Protecting the health of mothers and babies is a promise made by everyone who works in health care. A healthy baby has a better chance of growing into a healthy child and a healthy and productive adult.
While hospitals have a privileged role in many families’ lives at different stages, none is more special than to be a part of new life entering the world. This is a trusted role that hospitals particularly cherish.
Hospitals honor this role not just by providing labor and delivery services. They honor it by screening newborns for conditions that, if undiagnosed, could be devastating; meeting designation requirements to provide neonatal and maternal care; and working with pregnant women and new moms to secure eligibility for public health insurance programs.
Most recently, hospitals honor this role by investing significant resources to address the serious and stubborn problem of maternal mortality and serious morbidity in Texas. In recent years, Texas has ranked among the worst states for maternal mortality and morbidity. While questions about the validity of the state’s maternal mortality data are legitimate, even one preventable maternal death or serious negative outcome is one too many in a state that prides itself on being at the forefront of health care advancement and innovation.
Through TexasAIM, in partnership with the Texas Hospital Association and the Texas Department of State Health Services, hospitals are seeking to reverse that trend. Nearly all Texas hospitals offering labor and delivery services voluntarily participate in the program. There is no financial incentive to do so. The high rate of participation reflects Texas hospitals’ deep commitment to partnering with physicians, policymakers and advocates to make Texas the healthiest state in the country for moms and babies.
Yet, hospitals cannot do this work alone.
In the state with the largest number of residents without health insurance, access to comprehensive pre-natal and post-natal care for all Texas moms and babies is a challenge — reducing the likelihood of a healthy mom and baby. At the same time, poor individual health behaviors, such as smoking, and environmental factors, such as air pollution, contribute to poor maternal health outcomes.

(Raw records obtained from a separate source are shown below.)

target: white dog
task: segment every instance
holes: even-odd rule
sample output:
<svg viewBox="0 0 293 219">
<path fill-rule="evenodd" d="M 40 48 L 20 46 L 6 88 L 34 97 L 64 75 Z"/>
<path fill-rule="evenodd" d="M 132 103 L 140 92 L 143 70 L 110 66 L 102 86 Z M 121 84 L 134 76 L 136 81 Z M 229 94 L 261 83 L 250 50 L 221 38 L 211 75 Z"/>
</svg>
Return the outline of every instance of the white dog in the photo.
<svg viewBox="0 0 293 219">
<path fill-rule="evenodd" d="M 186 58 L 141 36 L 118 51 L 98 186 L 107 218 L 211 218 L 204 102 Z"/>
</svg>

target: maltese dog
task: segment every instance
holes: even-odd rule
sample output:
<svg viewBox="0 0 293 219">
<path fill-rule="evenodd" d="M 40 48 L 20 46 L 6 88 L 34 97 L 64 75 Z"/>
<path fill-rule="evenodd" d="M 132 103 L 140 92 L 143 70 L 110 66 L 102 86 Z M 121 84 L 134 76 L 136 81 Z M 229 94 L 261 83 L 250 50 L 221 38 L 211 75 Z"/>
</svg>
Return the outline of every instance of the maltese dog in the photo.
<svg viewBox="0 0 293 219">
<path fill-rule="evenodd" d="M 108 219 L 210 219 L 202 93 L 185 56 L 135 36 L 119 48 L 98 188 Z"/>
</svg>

Another complicating factor is the fragility of the state’s rural hospitals. While 19 rural Texas hospitals have closed since 2013, more have reduced their services, most commonly labor and delivery, leaving rural women with no access to routine obstetrics or post-partum care or to birthing services close to home. Today, just 66 of the state’s more than 160 rural hospitals provide labor and delivery services.
Over the last decade, public health advocates, including Texas hospitals, have worked with lawmakers and state health agencies to identify needed public policies to improve the health of Texas moms and babies. Progress is being made. For example, state lawmakers in 2017 passed a law that qualifies mothers of children whose births are covered by CHIP or Medicaid for mental health screenings and referrals when the mothers take their infants in for a check-up.
But more work needs to be done, particularly to improve access to comprehensive, affordable health insurance and sustain investment in public health resources, outreach and infrastructure. Texas hospitals long have supported legislation to provide access to affordable health coverage for new mothers. This session, Texas hospitals support legislation to continue post-partum eligibility for Medicaid to 12 months from the current 60 days, to ensure new moms receive necessary follow-up health services and appropriate family planning. We also support raising the age to purchase tobacco products to 21 from 18.
Keeping our promise to protect the health of the state’s mothers and babies takes a village. Hospitals are proud to have had a leadership role in this work and will continue to do so because it’s cherished. But a multi-faceted challenge requires a multi-faceted response — and the commitment of all health care professionals, state health agencies and lawmakers.